2003年の映画で、日本公開は2004年。ヤン・サミュエル監督で、主演はマリオン・コティヤールとギョーム・カネ。原題は「子供の遊び」程度の意味だったと思うが、不幸を抱えた幼なじみの二人が、二人だけの「ゲーム」の世界に生きることで、つかの間、二人の世界においては幸福に浸ることができるのね。そのまま二人は大人になるんだけど、ゲームをやめることをせず、最後はゲームのさなかに土に埋もれていくんだけど、そのときの表情がなんとも幸せそうなの。世間的尺度からみるとものすごく不運でばかで、でも、二人の世界においてはこの上なく幸せという。

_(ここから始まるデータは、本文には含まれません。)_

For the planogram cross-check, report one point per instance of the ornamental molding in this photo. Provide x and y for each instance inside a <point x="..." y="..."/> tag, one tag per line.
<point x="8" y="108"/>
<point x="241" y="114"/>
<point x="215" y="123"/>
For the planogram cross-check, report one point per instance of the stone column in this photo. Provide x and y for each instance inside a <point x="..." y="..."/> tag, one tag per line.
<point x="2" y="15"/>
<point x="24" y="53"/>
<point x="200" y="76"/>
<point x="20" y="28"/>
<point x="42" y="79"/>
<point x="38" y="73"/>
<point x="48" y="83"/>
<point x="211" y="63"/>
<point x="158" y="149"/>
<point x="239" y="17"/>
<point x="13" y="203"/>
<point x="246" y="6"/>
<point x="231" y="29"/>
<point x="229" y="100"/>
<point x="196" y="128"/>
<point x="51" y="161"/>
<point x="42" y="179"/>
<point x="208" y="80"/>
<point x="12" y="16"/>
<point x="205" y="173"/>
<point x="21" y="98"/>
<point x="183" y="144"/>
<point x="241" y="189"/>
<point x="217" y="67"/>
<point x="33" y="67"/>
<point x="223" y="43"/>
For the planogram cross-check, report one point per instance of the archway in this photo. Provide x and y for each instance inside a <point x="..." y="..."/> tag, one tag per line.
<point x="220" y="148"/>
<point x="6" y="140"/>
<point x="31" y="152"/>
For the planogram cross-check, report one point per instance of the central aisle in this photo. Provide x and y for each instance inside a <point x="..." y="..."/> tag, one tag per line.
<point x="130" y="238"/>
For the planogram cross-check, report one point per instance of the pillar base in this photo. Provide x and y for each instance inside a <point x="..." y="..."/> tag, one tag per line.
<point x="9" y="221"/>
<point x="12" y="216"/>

不運で幸せ。このコンセプトが忘れられない。相矛盾する感覚が同居する絶望と歓喜。世間の同情も忠告もイミをなさない絶対的な聖域。

似たような感覚で私が捕らわれてしまうものに、最低で最高、というのがある。世間の基準に照らせばサイテーのシチュエーションなのに、最高にハッピーという。

ニュアンスはややかけ離れるのだが、高村幸太郎も「最低にして最高の道」という詩を書いていたので、おまけにご紹介。

 もうよさう。ちひさな利慾とちひさな不平と、ちひさなぐちとちひさな怒りと、

 さういううるさいけちなものは、ああ、きれいにもうよさう。

 わたくしごとのいざこざに みにくい皺を縦に寄せて

 この世を地獄に住むのはよさう。

 裸の心で らくらくと、のびのびと、あの空を仰いでわれらは生きよう。

 泣くも笑ふもみんなといっしょに、

 最低にして最高の道を行かう。